Orchestration along with Intake if any of these loud, overfunded, mostly useless (but, unfortunately, not mostly harmless) startups are going to survive!
Yes, the doctor said it and yes, it’s totally true.
So why this diversion? the doctor was recently asked a variation of the question by a very knowledgeable, observant, and forward thinking executive with a track record of getting it right (and growing companies) who wanted to know if he was grasping the situation accurately and likely correct about how this whole mess is going to shake out once the mass extinction begins later this year/early next year (where the doctor is predicting at least twice the typical percentage of failures, rivalling or exceeding that of the first mass extinction post the funding frenzy and market crash of 2008, as well as a large number of mergers that will happen just so companies can partially survive; and where THE REVELATOR is predicting less than one fourth of companies will make it through unscathed, because the space cannot support 666+ companies).
As the doctor has previously penned in Marketplace Madness is Coming Because History WILL Repeat Itself:
Stand-alone Intake(-to)/Orchestrate solutions, the current poster children of the space, will soon have a fall from grace (and only the smart will survive)! Call me Scrooge if you like, but there’s a logic behind why I’m developing a bah-humbug attitude towards most of these. And it goes something like this.
Intake
- Pay For View: if modern procurement solutions are completely SaaS, then they should be accessible by anyone with a web browser, so why should you have to buy a third party solution to see the data in those applications? Wouldn’t it make more sense to just switch to modern source to pay solutions that allow you to give variable levels of access to everyone who needs access instead of paying for two solutions AND an integrator?
Orchestrate
- Solution Sprawl: while orchestration is supposed to help with solution sprawl, it’s yet another solution and only adds to it. Wouldn’t it make more sense to invest in and switch to a core sourcing and/or procurement platform with a fully open API where all of the other modules you need can pull the necessary data from and push the necessary data to that platform?
I2O (Intake-to-Orchestrate)
- Where’s the Beef?: Talk to an old Pro who was doing Procurement back before the first modern tools began to be introduced in the late 90’s and they’ll tell you that they don’t get this modern focus on “orchestration” and managing “expenses” and low-value buys because, when they were doing Procurement, it was about identifying and strategically managing multi-million (10, 50, 100+) categories where even 2% made a significant improvement to the bottom line, and way more than 10% on a < 100K category.

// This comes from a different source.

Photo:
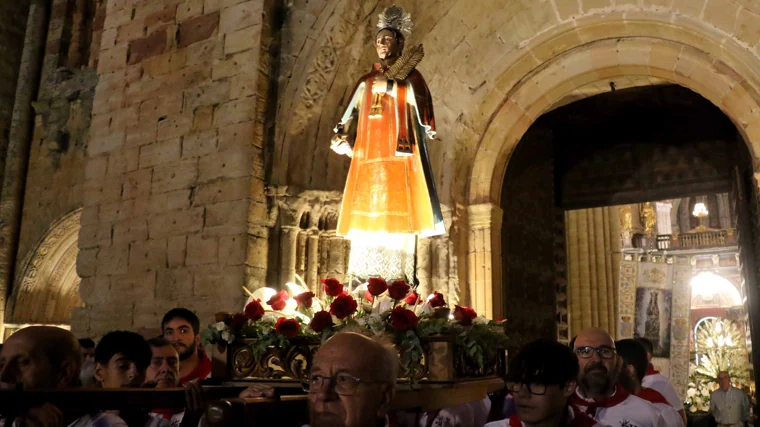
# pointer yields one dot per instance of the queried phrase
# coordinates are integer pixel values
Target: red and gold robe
(386, 192)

- Where’s the Market? This is only a problem in large enterprises — right now, many of these I2O solutions are going after the mid-market who are eating it up because of ease of use, but as soon as they realize the emperor has no clothes, and there’s no support for real strategic procurement (yet alone strategic sourcing) and you have to go out and buy more platforms, what’s going to happen? The reality is that the mid-market is better served by a federated catalog management / punch-out platform, or next-gen marketplace (they’re coming, tech is cyclical like fashion, and it’s due) and will likely be better served still by a new breed of e-commerce B2B solutions for end-user Procurement.
Moreover, as the doctor has penned in many posts, Gen-AI is only useful for tasks that ultimately reduce to
- large document/corpus summarization
- large document/corpus query
- language translation (including natural to system and system to natural)

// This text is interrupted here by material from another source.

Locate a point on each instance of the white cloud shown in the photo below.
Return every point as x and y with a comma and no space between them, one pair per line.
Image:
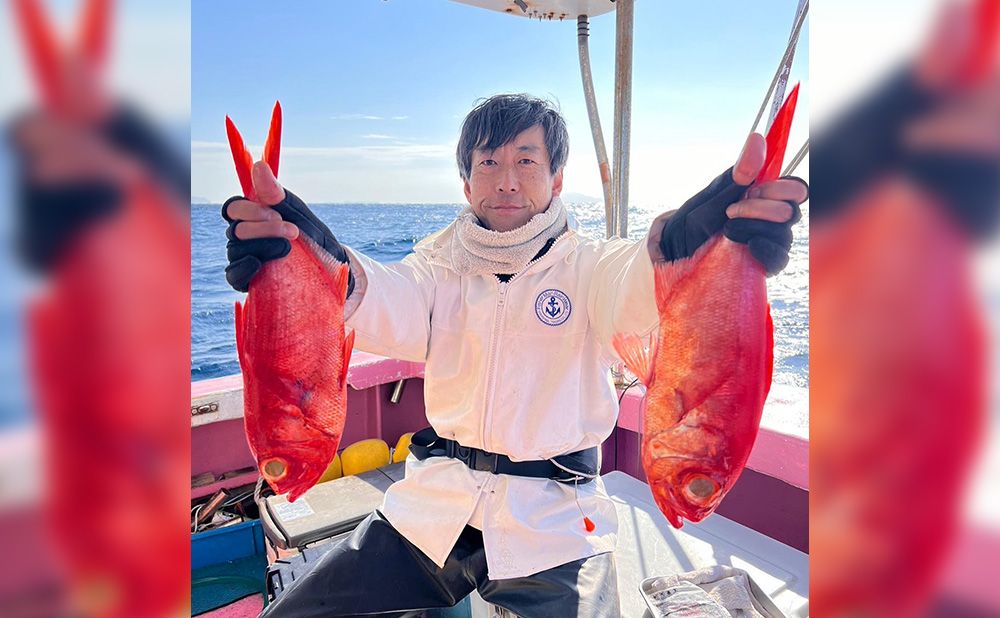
355,117
367,173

That’s why the doctor listed so few valid uses in More Valid Uses for Gen-AI … this time IN Procurement!, and why most of those were utterly useless such as:
- Create meaningless RFPs from random “spec sheets”.

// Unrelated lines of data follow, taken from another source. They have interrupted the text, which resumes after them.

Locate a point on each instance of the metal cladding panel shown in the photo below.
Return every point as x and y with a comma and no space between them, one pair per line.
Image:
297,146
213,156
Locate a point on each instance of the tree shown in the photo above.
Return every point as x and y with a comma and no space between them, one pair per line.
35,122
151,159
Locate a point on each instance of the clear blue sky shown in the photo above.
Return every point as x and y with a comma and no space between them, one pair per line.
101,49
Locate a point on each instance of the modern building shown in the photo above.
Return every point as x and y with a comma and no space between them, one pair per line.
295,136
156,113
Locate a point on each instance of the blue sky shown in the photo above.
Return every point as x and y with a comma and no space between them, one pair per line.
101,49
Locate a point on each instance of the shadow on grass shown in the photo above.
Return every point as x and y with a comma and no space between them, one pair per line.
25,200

- Auto-fill your RFPs with vendor-ish data.
- Generate Kindergarten level summaries of standard reports for the C-Suite.
In other words, on its own, each technology is mostly useless. (But not mostly harmless. On its own, consistently misused, Gen-AI is very harmful. See our other articles for a discussion of that.)
- Intake is useless on its own because capturing an input is worthless if you can’t do anything with it
- Orchestration is useless on its own because it’s yet another piece of SaaS you need to maintain that provides no value beyond linking two or more pieces of software together that could both be linked direct through their APIs (since it couldn’t link the software in the first place if it didn’t have APIs)
- Gen-AI is mostly uses on its own as most of its valid uses are in CLM or RFP query (not creation!), which is only a small part of the S2P cycle
However, if you put it all together, and do it right, the whole may be more than the sum of its parts.
If it’s all expertly glued together:
- Gen-AI creates a natural language interface where a user can make any type of request, not just a purchase request, that is translated to a standardized system format
- Intake can process those formats, ensure completeness (relative to the needs of the different enterprise applications and modules that are integrated), send complete requests to the orchestration module, get back the responses, and feed them through the Gen-AI interface to translate them to natural language before being fed back to the user
- Orchestration links all the applications in a way that directs the request to the right application, or application chain, ensures it gets properly processed and executed and ensures the right results get returned to the right applications in the chain and, ultimately, the user … providing, of course, it’s enterprise wide back-office orchestration, NOT just Procurement!
Which means that the only way any of these players are going to survive is if orchestration gobbles it all up AND does it right.